“one path, slouching toward whiteness” vs. “Another path … brown” multiracial identity (Foley)

The rapid increase in the Hispanic population has not, however, complicated the black-white binary of U.S. race relations to the extent one might have expected. In part, this is because middle-class Hispanics–with the assistance of the Census Bureau in 1980–have redrawn the boundaries of whiteness to include both Hispanics and “non-Hispanic whites.” Mexican Americans, like other Hispanic groups, are at a crossroads: one path, slouching toward whiteness, leads to racial fissures that harden the color line between blacks and whites. Hispanic whites express their new sense of entitlement often by supporting anti-affirmative action laws, English-only movements, and other nativist ideologies on the backs of immigrants and African Americans. Another path welcomes the shared responsibility of defining and bringing into existence a transnational multiracial identity that acknowledges the Indian and African heritage of Latinos  and their ancient ties to the Western hemisphere, an identity that the author Richard Rodriguez calls simply “brown.”[49]

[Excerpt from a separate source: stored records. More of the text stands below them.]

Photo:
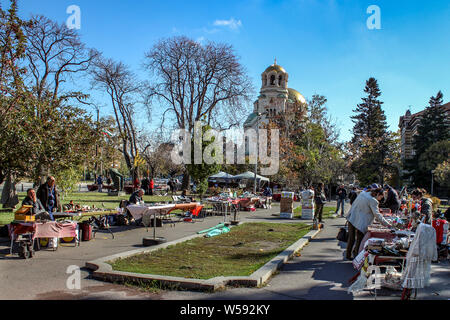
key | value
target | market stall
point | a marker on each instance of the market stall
(26, 233)
(397, 259)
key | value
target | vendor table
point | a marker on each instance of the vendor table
(145, 212)
(220, 207)
(365, 259)
(50, 229)
(247, 202)
(66, 215)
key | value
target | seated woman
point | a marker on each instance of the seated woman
(38, 209)
(426, 206)
(361, 215)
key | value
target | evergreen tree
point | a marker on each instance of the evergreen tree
(371, 140)
(434, 126)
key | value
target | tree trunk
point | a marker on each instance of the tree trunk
(186, 185)
(9, 194)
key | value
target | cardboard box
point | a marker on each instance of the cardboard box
(307, 214)
(286, 215)
(286, 207)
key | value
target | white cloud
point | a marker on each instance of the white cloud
(232, 23)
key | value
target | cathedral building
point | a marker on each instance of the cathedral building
(275, 97)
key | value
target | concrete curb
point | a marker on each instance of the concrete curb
(103, 271)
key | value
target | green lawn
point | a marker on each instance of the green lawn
(328, 212)
(97, 199)
(240, 252)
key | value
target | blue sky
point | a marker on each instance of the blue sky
(325, 46)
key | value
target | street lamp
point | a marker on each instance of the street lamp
(432, 181)
(258, 116)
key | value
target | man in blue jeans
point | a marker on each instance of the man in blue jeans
(341, 196)
(49, 196)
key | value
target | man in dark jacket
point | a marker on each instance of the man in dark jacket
(49, 196)
(392, 200)
(146, 185)
(353, 195)
(136, 197)
(341, 196)
(38, 209)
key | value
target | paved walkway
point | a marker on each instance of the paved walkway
(319, 273)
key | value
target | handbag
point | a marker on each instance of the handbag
(342, 235)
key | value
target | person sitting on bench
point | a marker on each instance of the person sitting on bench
(38, 209)
(136, 197)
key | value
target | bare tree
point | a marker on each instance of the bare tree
(55, 53)
(193, 82)
(123, 89)
(156, 150)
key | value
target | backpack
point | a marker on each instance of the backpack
(121, 220)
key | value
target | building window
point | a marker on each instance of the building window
(272, 80)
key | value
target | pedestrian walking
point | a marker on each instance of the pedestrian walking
(353, 194)
(341, 196)
(100, 183)
(152, 186)
(49, 196)
(320, 200)
(361, 215)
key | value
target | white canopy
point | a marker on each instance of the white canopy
(250, 175)
(222, 175)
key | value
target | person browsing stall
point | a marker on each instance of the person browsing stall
(319, 200)
(136, 197)
(49, 196)
(364, 210)
(38, 209)
(426, 205)
(341, 194)
(392, 200)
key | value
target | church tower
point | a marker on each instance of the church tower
(275, 97)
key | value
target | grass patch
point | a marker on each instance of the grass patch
(240, 252)
(97, 199)
(328, 212)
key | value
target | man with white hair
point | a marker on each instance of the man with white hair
(136, 197)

Neil Foley, "Partly Colored or Other White: Mexican Americans and Their Problem with the Color Line," in Beyond Black and White: Race, Ethnicity, and Gender in the U.S. South and Southwest, ed. Stephanie Cole and Alison M. Parker, 123-144 (College Station: Texas A&M University Press, 204), 141.

 

  1. [49]Richard Rodríguez, Brown: The Last Discovery of America (New York: Viking, 2000).

“Middle-class Mexican Americans … drew distinctions between themselves and lower-class Mexicans who they often regarded as ‘Indios’ or ‘Indian Mexicans’ and used terms like ‘mojados’ …” (Foley)

racial stratification within Tejanx community — “indios,” “mojados,” etc. / BB&W, 134

These middle-class Mexican Americans in El Paso sought to eliminate once and for all the ambiguity surrounding Mexican racial identity. First, they recognized that any attempt to define them as “nonwhite” could easily come to mean “noncitizen” as well, because many Anglos did not regard Mexicans, particularly of the lower class, as truly American or fit for American citizenship. Second, middle-class Mexican Americans themselves drew distinctions between themselves and lower-class Mexicans who they often regarded as “Indios,” or “Indian Mexicans” and used terms like “mojados” (“wetbacks”) and other terms of class and racial disparagement. Hamilton Price, the black El Pasoan, pointed out as much when he reminded El Pasoans about the close, even intimate, relations that existed between blacks and lower-class Mexicans in El Paso, from Mexican men shining the shoes of African American men to African American men marrying Mexican women.

Neil Foley, "Partly Colored or Other White: Mexican Americans and Their Problem with the Color Line," in Beyond Black and White: Race, Ethnicity, and Gender in the U.S. South and Southwest, ed. Stephanie Cole and Alison M. Parker, 123-144 (College Station: Texas A&M University Press, 204), 134.